Plagiarism . . . how it ruins careers. This is how I would write to students as a tutor.
Although I am writing very firmly here, I’m really trying to help students who might not quite fully understand how ruinous it can be to fall into plagiarism.
Very occasionally I find a student has not written his or her article, but merely lifted it off the internet. There is dedicated software to do this but the easiest way to check it to copy a sentence or two into Google and see what matches come up.
This is plagiarism.
Some students are unaware of the term plagiarism, or the immorality of plagiarism. Plagiarism is taking another writer’s words, and pretending they are your words.
In journalism (and in university life and in book publishing), there is no more serious sin than plagiarism.
You simply may NOT use another writer’s words and pretend they are your own words, because that’s stealing. Journalists automatically lose their jobs for plagiarism. Imagine if you’d sent a plagiarised article to an editor and he caught you for plagiarism. You’d have been black-listed for life.

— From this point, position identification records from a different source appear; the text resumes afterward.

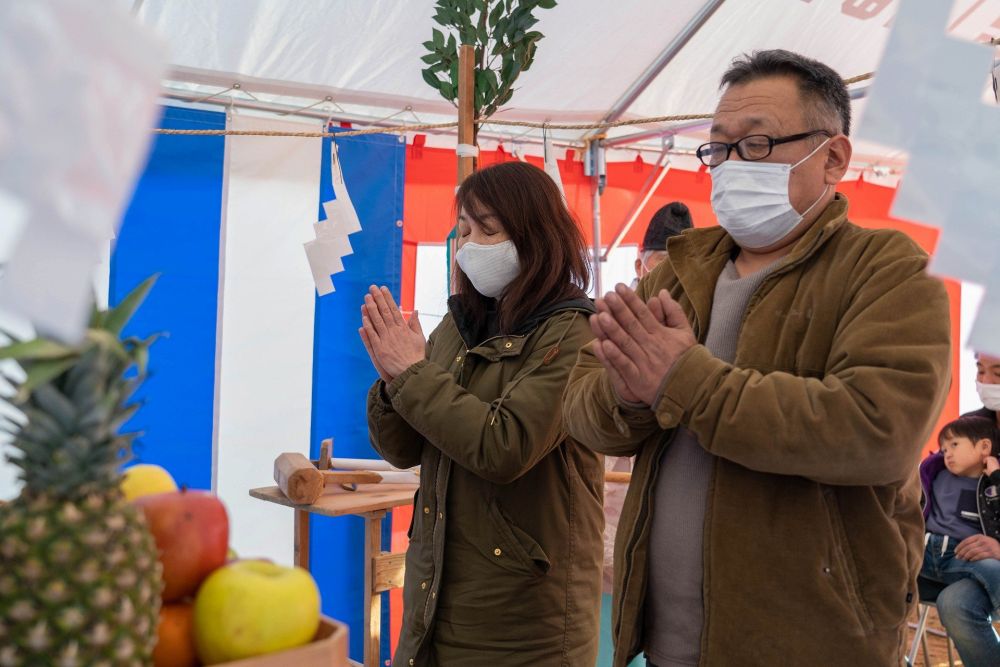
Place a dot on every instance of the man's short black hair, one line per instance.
(670, 220)
(973, 428)
(822, 89)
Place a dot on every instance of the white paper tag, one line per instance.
(340, 212)
(323, 262)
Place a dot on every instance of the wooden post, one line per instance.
(302, 538)
(373, 597)
(466, 107)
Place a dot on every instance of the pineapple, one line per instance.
(79, 578)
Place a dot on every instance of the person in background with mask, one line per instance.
(988, 387)
(504, 562)
(964, 607)
(776, 378)
(668, 221)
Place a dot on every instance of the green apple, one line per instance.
(252, 607)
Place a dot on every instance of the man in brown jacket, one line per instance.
(776, 378)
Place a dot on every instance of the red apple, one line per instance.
(191, 530)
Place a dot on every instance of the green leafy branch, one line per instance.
(505, 44)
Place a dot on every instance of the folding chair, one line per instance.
(927, 591)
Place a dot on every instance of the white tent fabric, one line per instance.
(366, 55)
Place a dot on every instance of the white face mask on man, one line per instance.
(751, 200)
(491, 268)
(990, 395)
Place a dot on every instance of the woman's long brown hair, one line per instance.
(550, 248)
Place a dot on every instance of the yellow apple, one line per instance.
(253, 607)
(146, 479)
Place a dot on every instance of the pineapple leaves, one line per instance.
(41, 373)
(74, 400)
(116, 318)
(32, 350)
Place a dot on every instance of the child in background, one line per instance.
(961, 485)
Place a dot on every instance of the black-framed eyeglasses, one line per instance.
(750, 148)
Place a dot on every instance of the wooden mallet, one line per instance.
(303, 483)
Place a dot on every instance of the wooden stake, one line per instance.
(466, 107)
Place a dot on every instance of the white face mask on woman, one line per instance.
(491, 268)
(751, 201)
(990, 395)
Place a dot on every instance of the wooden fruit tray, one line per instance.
(327, 649)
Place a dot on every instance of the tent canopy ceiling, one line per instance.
(366, 55)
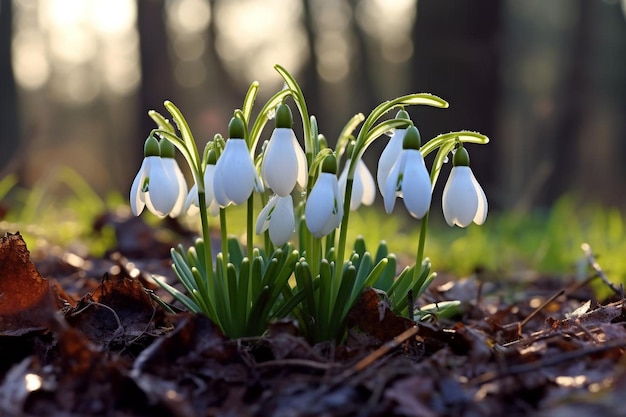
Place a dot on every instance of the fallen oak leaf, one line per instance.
(27, 300)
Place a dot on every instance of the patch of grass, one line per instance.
(59, 210)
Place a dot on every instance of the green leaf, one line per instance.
(326, 296)
(342, 303)
(385, 281)
(186, 301)
(248, 101)
(161, 121)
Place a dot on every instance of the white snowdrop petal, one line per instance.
(176, 174)
(235, 174)
(163, 189)
(191, 202)
(367, 181)
(481, 212)
(416, 186)
(391, 191)
(282, 221)
(388, 158)
(460, 201)
(262, 221)
(136, 201)
(279, 168)
(320, 205)
(303, 170)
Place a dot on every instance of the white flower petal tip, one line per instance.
(160, 186)
(277, 216)
(235, 175)
(463, 200)
(284, 162)
(324, 207)
(388, 157)
(363, 186)
(191, 203)
(409, 179)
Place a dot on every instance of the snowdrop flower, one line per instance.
(159, 184)
(324, 207)
(191, 203)
(279, 218)
(235, 174)
(391, 153)
(363, 187)
(284, 162)
(409, 178)
(463, 200)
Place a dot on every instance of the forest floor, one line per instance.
(82, 336)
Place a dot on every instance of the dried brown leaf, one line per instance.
(27, 301)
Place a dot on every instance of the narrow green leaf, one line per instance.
(342, 303)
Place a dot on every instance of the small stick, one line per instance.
(541, 307)
(555, 360)
(384, 349)
(596, 266)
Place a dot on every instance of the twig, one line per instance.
(533, 366)
(384, 349)
(596, 266)
(298, 362)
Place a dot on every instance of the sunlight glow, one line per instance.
(391, 26)
(334, 42)
(253, 35)
(77, 48)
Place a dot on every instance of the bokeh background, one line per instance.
(545, 80)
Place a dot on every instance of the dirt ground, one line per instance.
(81, 336)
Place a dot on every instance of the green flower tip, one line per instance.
(167, 149)
(350, 149)
(461, 157)
(321, 139)
(330, 164)
(402, 114)
(412, 139)
(236, 128)
(212, 157)
(284, 119)
(151, 147)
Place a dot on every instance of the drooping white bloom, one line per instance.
(284, 162)
(324, 207)
(388, 157)
(171, 166)
(235, 174)
(409, 178)
(279, 218)
(159, 184)
(363, 187)
(191, 203)
(463, 199)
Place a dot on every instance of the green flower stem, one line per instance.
(298, 97)
(250, 233)
(224, 238)
(343, 234)
(206, 235)
(419, 257)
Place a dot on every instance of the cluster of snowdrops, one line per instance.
(304, 270)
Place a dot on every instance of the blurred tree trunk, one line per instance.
(157, 84)
(8, 98)
(457, 57)
(544, 83)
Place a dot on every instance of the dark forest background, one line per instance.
(545, 80)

So I’m being kind to my students in pointing out the facts of plagiarism.
The Macquarie Dictionary says: plagiarism: the appropriation or imitation of another’s ideas and manner of expressing them, as in art, literature, etc, to be passed off as one’s own.
Plagiarism is a big problem in universities where students, feeling pressured to get something written or fail, yield to the temptation and ditch any research or real writing, and simply copy someone else’s work.
Curtin University’s official Definition of Plagiarism includes these words: Honesty is crucial to a student journalist’s credibility and self esteem. It is legitimate and appropriate to synthesise the work of others, provided that such work is clearly and accurately referenced. Plagiarism occurs when the work of another person, or persons, is used and presented as one’s own, unless the source of each quotation or piece of borrowed material is acknowledged with an appropriate citation. Penalties for plagiarism include expulsion from all colleges and universities, or sacking from employment.
In all my time tutoring, I’ve detected very few cases of plagiarism by my students.
It is so easy to get caught. Most colleges and universities have easy access to software and systems that lets them quickly check students’ work in a fraction of a second.
Every article submitted is returned in the form of a customised originality report. Results are based on exhaustive searches of many billions of pages from both current and archived instances of the internet and commercial databases of journal articles and periodicals.
So please – don’t do it. You WILL get caught.